Despite the dual blood supply to the lung, acute pulmonary embolism (PE) can lead to a spectrum of ischemic injury to the lung resulting in infarction and hemorrhage. In this series we systematically describe the spectrum of CT findings and clinical correlates of pulmonary infarction in patients with PE.
We retrospectively identified 24 consecutive adults with pulmonary infarction on multidetector CT between July 2002 and March 2004. There were 13 women and 11 men, with a mean age of 59 years. The cases were identified by review of 74 consecutive CTs demonstrating PE. Each CT was evaluated by 2 of 3 reviewers in consensus for presence and characteristics of peripheral parenchymal opacities and extent of PE. Peripheral opacities were evaluated for degree of enhancement, internal air lucencies, and contour. The presence of adjacent vessels and linear strands were noted. At the end of interpreting each case, the reviewers determined whether or not an infarct was present based on the constellation of previously described imaging features. The extent of pulmonary vascular obstruction was graded using the CT clot burden scoring system. Each chart was reviewed for predisposing factors for PE and infarction, presenting clinical symptoms/signs, and co-existing pulmonary or cardiac conditions.
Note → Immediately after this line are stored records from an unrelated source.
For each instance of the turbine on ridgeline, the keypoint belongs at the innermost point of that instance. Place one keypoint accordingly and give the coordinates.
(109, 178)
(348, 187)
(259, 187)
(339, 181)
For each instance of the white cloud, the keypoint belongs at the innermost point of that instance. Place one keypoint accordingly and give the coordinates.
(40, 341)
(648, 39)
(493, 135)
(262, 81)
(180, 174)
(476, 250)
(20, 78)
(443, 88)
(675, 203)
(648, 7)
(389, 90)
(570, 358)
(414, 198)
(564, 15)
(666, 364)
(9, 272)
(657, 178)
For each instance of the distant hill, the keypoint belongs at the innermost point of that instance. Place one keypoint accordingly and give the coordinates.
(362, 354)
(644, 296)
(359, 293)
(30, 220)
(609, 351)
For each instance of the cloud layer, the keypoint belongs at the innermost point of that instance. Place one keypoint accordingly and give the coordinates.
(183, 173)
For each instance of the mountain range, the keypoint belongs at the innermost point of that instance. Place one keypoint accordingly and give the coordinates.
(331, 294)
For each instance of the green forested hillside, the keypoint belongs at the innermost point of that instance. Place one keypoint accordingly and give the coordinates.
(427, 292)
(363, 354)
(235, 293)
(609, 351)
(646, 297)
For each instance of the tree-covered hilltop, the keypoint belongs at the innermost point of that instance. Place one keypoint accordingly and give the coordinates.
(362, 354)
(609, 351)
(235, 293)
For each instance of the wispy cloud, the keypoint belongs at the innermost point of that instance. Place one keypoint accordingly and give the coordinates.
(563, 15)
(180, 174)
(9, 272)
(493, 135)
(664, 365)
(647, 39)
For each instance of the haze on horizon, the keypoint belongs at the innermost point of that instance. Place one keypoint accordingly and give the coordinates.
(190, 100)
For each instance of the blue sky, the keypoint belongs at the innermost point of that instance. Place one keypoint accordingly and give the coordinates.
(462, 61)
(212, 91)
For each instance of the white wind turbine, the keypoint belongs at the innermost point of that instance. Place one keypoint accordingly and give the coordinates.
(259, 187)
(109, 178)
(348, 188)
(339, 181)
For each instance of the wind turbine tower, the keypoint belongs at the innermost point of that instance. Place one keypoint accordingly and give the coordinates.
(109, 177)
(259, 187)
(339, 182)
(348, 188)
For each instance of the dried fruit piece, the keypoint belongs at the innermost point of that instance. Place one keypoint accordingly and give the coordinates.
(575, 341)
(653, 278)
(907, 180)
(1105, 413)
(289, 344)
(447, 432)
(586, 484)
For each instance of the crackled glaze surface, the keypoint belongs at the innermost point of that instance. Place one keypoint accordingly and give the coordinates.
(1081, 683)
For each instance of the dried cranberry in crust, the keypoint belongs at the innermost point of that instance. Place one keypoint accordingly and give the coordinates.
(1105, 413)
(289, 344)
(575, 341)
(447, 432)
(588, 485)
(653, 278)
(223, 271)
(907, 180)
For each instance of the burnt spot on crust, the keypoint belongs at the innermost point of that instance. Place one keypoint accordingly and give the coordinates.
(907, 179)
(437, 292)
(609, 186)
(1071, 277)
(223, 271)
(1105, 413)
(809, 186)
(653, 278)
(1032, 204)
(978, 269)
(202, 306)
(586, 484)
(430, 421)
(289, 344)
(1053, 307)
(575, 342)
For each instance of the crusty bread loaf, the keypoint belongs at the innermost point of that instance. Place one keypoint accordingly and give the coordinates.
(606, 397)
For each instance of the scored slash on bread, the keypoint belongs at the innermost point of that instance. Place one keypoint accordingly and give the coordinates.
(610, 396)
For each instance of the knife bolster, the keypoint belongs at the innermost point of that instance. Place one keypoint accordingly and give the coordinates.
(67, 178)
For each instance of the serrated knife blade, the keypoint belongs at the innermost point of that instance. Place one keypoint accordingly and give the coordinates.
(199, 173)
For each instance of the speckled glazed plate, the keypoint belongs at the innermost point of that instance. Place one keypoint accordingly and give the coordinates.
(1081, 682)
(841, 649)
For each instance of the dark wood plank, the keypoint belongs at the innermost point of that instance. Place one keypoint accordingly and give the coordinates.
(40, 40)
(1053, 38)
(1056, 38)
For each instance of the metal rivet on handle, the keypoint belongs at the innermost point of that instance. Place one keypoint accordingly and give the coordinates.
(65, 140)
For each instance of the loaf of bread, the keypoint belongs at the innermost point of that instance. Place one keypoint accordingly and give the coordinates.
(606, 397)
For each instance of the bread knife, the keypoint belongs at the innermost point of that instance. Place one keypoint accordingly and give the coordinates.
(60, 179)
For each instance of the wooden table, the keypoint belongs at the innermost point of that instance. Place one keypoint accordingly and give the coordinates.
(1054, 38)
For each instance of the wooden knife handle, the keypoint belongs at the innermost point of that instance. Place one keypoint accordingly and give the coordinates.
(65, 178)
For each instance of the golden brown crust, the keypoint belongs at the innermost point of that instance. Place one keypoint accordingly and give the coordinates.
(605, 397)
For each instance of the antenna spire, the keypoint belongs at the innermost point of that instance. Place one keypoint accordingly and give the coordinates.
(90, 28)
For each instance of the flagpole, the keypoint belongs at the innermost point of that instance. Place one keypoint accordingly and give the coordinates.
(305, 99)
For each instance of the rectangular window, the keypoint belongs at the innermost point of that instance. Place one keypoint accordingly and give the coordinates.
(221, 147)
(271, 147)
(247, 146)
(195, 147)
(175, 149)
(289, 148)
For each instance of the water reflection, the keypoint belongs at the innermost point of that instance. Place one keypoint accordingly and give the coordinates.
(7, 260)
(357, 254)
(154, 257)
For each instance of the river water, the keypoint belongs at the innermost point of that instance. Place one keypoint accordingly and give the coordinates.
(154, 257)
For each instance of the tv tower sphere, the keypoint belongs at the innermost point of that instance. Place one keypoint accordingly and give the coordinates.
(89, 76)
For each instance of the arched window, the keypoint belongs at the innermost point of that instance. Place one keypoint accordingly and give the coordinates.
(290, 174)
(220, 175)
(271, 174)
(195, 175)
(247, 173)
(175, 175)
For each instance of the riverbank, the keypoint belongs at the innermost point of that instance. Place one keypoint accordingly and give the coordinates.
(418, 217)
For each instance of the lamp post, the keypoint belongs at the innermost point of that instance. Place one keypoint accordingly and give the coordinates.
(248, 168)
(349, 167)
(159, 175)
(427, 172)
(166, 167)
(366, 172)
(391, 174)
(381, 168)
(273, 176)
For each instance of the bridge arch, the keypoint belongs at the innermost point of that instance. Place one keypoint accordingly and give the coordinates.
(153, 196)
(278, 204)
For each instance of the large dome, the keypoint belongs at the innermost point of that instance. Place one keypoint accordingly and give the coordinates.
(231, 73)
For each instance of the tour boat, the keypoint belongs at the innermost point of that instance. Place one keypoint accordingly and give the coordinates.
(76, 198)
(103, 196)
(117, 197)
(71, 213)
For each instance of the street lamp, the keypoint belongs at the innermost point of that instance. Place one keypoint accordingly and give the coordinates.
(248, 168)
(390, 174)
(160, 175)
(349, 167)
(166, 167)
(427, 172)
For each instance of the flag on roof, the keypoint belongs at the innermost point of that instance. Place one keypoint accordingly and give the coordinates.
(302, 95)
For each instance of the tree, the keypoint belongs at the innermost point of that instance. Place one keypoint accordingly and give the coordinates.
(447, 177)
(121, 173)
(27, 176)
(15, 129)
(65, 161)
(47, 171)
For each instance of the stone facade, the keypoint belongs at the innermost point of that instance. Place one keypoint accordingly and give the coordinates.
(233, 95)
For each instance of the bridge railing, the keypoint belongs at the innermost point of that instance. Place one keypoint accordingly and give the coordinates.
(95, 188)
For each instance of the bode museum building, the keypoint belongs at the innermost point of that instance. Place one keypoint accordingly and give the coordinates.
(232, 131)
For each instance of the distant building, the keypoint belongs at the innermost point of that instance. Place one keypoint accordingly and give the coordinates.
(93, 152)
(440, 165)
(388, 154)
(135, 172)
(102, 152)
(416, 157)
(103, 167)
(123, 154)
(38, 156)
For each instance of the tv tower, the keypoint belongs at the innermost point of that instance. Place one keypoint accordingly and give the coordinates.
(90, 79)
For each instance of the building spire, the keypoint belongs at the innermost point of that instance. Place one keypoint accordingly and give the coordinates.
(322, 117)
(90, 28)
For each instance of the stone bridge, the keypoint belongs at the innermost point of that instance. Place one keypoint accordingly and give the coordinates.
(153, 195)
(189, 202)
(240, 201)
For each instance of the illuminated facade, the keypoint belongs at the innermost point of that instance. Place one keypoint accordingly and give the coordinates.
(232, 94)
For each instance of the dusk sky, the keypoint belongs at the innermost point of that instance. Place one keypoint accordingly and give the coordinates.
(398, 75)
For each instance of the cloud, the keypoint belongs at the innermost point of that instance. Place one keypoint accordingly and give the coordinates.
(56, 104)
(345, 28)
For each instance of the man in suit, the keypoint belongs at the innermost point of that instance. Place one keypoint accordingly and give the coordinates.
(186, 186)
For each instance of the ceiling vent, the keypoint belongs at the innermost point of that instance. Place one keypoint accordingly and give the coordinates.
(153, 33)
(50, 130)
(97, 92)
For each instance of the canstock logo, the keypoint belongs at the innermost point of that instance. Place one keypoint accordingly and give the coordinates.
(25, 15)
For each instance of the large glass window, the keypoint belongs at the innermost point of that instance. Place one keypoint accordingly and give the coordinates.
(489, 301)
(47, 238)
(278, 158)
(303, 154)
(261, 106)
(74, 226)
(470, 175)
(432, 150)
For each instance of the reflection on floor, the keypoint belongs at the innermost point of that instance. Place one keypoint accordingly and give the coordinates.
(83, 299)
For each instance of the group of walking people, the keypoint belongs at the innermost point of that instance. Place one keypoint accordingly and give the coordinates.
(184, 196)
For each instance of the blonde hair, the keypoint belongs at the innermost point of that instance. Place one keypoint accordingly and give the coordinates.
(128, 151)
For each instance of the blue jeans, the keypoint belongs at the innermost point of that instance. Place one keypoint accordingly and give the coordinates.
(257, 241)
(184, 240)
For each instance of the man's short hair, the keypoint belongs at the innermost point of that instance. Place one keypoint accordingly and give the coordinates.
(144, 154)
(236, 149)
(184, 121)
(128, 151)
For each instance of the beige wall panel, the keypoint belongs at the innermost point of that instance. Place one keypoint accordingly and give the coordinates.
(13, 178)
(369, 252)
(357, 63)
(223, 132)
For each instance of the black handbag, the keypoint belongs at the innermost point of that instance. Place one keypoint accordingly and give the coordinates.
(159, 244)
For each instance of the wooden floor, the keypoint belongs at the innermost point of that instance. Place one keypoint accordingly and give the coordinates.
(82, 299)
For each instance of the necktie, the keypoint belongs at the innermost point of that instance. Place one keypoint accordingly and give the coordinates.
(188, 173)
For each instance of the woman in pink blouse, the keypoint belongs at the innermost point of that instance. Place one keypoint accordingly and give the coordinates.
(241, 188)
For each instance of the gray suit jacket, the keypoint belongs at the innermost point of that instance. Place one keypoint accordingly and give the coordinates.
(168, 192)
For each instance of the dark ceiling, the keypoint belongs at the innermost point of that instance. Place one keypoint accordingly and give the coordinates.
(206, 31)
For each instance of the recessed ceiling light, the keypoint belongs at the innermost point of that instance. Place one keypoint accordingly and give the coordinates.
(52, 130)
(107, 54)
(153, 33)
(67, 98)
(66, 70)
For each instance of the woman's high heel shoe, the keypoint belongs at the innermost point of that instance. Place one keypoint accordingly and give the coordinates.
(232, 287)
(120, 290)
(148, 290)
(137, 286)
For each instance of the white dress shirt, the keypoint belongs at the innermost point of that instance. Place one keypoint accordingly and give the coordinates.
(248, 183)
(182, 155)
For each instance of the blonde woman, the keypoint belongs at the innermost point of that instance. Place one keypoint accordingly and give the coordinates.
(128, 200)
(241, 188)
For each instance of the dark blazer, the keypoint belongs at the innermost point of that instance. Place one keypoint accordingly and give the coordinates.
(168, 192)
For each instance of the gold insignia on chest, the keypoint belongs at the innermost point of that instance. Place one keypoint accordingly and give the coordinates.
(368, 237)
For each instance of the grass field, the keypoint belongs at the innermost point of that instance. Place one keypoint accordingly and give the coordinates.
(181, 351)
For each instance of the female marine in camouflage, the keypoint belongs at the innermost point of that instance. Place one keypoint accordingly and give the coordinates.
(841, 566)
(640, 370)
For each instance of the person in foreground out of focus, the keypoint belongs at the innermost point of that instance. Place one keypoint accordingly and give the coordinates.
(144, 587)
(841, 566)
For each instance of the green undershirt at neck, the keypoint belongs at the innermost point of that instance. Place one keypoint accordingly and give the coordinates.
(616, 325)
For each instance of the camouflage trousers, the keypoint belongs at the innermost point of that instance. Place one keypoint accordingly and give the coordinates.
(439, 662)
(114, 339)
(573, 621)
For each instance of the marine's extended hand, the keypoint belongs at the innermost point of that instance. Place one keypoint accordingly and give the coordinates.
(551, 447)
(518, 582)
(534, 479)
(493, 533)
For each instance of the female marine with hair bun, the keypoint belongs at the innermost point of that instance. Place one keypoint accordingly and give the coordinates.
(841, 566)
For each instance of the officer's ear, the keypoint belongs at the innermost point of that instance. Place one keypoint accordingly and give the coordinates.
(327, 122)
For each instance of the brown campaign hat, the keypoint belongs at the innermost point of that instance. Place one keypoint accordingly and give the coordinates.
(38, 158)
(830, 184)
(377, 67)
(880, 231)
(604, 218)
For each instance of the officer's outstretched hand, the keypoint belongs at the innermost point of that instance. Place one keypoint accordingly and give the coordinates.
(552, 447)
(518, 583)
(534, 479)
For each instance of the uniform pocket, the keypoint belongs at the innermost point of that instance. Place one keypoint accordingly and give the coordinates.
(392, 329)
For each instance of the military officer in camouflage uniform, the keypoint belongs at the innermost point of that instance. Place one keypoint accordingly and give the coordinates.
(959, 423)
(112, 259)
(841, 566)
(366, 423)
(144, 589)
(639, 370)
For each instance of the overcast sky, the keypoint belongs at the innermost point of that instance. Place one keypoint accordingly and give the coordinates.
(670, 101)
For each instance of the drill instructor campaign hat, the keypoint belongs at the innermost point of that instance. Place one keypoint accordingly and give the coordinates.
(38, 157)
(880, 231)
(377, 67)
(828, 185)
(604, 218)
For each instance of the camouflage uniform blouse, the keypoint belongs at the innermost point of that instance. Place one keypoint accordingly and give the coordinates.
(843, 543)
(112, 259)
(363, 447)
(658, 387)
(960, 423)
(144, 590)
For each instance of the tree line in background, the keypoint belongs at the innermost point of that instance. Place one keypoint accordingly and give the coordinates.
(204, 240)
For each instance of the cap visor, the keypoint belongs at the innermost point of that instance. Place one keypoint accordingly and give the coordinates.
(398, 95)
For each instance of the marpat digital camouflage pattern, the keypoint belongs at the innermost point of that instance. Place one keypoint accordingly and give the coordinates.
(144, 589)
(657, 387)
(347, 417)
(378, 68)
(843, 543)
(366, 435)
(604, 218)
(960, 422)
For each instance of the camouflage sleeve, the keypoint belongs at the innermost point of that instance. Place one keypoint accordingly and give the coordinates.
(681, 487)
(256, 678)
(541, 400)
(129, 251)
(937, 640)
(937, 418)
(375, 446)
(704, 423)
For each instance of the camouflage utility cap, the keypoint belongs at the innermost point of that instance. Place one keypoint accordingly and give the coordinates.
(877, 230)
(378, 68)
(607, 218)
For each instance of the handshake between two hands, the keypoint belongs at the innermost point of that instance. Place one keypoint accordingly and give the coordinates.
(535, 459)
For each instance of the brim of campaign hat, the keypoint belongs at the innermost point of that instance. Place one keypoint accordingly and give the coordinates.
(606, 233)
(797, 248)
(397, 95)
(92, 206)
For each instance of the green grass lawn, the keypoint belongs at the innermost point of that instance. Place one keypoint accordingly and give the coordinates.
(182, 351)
Thirty-two percent (24/74) of patients with PE had pulmonary infarction. Thirty-three percent (8/24) of patients had more than 1 infarct. Seventy-three percent (27/37) of infarcts were in the lower lobes. The CT findings of pulmonary infarction included: focal decrease in parenchymal enhancement in 95% (35/37), broad pleural base in 65% (24/37), truncated apex in 57% (21/37), convex border in 46% (17/37), internal air lucencies in 32% (12/37), linear stranding from the apex toward the hilum in 24% (9/37), and a thickened vessel leading to the apex of the infarct in 14% (5/37). There was a trend toward a higher mean clot burden (12.3 vs. 10.5) between the patients with PE with and without infarction. Ninety-six percent (23/24) of patients with pulmonary infarction had predisposing factors for infarction, including PE involving more than 1 lobe (n=21), malignancy (n=5), and heart failure (n=3). Pleuritic chest pain was significantly more frequent in patients with infarction (P=0.0064).
Pulmonary infarction occurred in nearly 1/3 of patients with PE in this series. The infarcts were peripheral parenchymal opacities characterized by a distinctive complex of findings on CT reflecting ischemic injury in the setting of a dual blood supply to the lung. Pleuritic chest pain was significantly associated with infarction.